Augmenting low-load resistance training with BFR increases muscle strength when compared with low-load resistance alone. In addition, low-load BFR has demonstrated an increase in muscle mass greater than low-load training alone and equivalent to high-load training absent BFR. A systematic review determined the safety of low-load training with BFR is comparable to traditional high-intensity resistance training. The most common adverse effects include exercise intolerance, discomfort, and dull pain which are also frequent in patients undergoing traditional resistance training. Severe adverse effects including deep vein thrombosis, pulmonary embolism, and rhabdomyolysis are exceedingly rare, less than 0.006% according to a national survey. Patients undergoing BFR rehabilitation experience less perceived exertion and demonstrate decreased pain scores compared with high-load resistance training.

CONCLUSION

Blood flow restriction training is an effective alternative to high-load resistance training for patients requiring musculoskeletal rehabilitation for multiple disease processes as well as in the perioperative setting. Blood flow restriction has been shown to be a safe training modality when managed by properly trained physical therapists and athletic trainers.

摘要

背景

血流限制(BFR)训练可限制肢体的动脉流入和静脉流出,并能在低负荷下增强肌肉力量。与高负荷训练相比,低负荷训练可减轻关节压力并降低心血管风险,因此使BFR成为许多需要康复治疗的患者的理想选择。

适应症

血流限制已在多种患者群体中显示出临床益处,包括健康患者以及骨关节炎、前交叉韧带重建、多发性肌炎/皮肌炎和跟腱断裂患者。

技术描述

本视频展示了BFR训练在3个临床领域的应用:上肢阻力训练、下肢阻力训练和低强度骑行。BFR的所有应用首先都需要确定完全闭塞压力。
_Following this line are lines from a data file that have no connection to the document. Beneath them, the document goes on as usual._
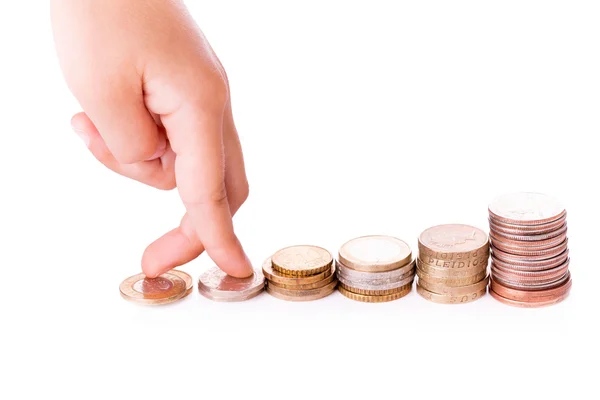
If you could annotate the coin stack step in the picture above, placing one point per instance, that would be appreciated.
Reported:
(452, 264)
(530, 255)
(300, 273)
(375, 269)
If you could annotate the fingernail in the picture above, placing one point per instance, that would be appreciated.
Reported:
(83, 136)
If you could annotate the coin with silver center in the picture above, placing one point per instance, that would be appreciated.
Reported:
(217, 285)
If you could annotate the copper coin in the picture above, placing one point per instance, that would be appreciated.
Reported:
(529, 303)
(302, 260)
(454, 291)
(282, 279)
(375, 253)
(217, 285)
(450, 299)
(453, 240)
(454, 282)
(163, 289)
(526, 209)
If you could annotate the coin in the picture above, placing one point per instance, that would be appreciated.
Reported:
(302, 260)
(454, 291)
(301, 295)
(453, 241)
(526, 208)
(373, 299)
(375, 253)
(450, 299)
(451, 281)
(284, 280)
(366, 292)
(217, 285)
(163, 289)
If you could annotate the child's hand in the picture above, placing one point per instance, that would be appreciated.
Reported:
(157, 110)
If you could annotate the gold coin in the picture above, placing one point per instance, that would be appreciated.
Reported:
(189, 282)
(301, 295)
(374, 299)
(163, 289)
(450, 299)
(282, 279)
(453, 290)
(451, 281)
(302, 260)
(375, 253)
(375, 292)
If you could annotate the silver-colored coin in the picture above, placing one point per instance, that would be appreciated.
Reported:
(371, 285)
(217, 285)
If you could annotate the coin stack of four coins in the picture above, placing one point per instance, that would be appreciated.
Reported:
(452, 264)
(375, 269)
(300, 273)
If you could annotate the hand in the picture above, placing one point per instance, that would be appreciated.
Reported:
(157, 109)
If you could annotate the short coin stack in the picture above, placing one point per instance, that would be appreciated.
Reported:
(530, 255)
(375, 269)
(452, 264)
(300, 273)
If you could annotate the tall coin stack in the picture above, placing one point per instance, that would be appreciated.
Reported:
(300, 273)
(452, 264)
(375, 269)
(530, 255)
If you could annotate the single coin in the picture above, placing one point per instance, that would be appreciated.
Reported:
(163, 289)
(526, 208)
(525, 255)
(529, 303)
(449, 281)
(453, 240)
(217, 285)
(375, 253)
(373, 299)
(301, 295)
(450, 273)
(450, 299)
(284, 280)
(301, 260)
(454, 291)
(530, 295)
(351, 288)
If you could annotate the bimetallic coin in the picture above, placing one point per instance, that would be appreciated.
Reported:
(450, 299)
(454, 291)
(301, 295)
(217, 285)
(526, 209)
(373, 299)
(163, 289)
(283, 280)
(355, 290)
(377, 253)
(301, 260)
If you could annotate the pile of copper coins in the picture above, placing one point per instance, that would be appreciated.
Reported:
(300, 273)
(530, 255)
(452, 264)
(375, 269)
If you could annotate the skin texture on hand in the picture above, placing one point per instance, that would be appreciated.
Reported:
(157, 109)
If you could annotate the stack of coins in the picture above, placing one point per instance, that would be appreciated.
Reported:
(300, 273)
(216, 285)
(530, 255)
(452, 264)
(166, 288)
(375, 269)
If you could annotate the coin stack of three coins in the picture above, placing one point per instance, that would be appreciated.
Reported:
(300, 273)
(375, 269)
(452, 264)
(530, 255)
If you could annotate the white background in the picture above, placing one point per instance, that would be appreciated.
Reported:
(355, 118)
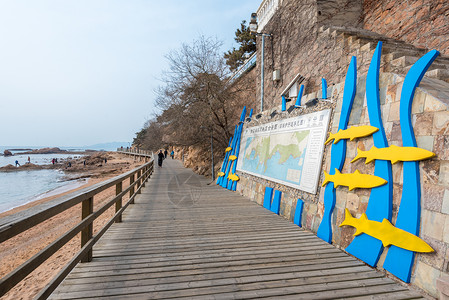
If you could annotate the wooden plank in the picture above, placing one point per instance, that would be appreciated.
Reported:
(217, 248)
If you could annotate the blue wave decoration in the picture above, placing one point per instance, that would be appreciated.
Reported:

上肢训练需要将止血带充气至完全闭塞压力的50%,而下肢运动则使用完全闭塞压力的80%。低负荷阻力训练练习遵循特定的重复方案:30次重复,然后休息30秒,然后进行3组,每组15次重复,每组之间休息30秒。在循环训练期间,患者在不休息的情况下骑行15分钟时使用完全闭塞压力的80%。

结果

与单独的低负荷阻力训练相比,用BFR增强低负荷阻力训练可增加肌肉力量。此外,低负荷BFR已证明肌肉质量的增加大于单独的低负荷训练,且等同于无BFR的高负荷训练。一项系统评价确定,低负荷BFR训练的安全性与传统高强度阻力训练相当。最常见的不良反应包括运动不耐受、不适和钝痛,这些在接受传统阻力训练的患者中也很常见。严重不良反应包括深静脉血栓形成、肺栓塞和横纹肌溶解极为罕见,根据一项全国性调查,发生率低于0.006%。与高负荷阻力训练相比,接受BFR康复治疗的患者感觉用力程度较低,疼痛评分也较低。

结论

对于因多种疾病过程需要进行肌肉骨骼康复的患者以及围手术期患者,血流限制训练是高负荷阻力训练的有效替代方法。当由经过适当培训的物理治疗师和运动训练师管理时,血流限制已被证明是一种安全的训练方式。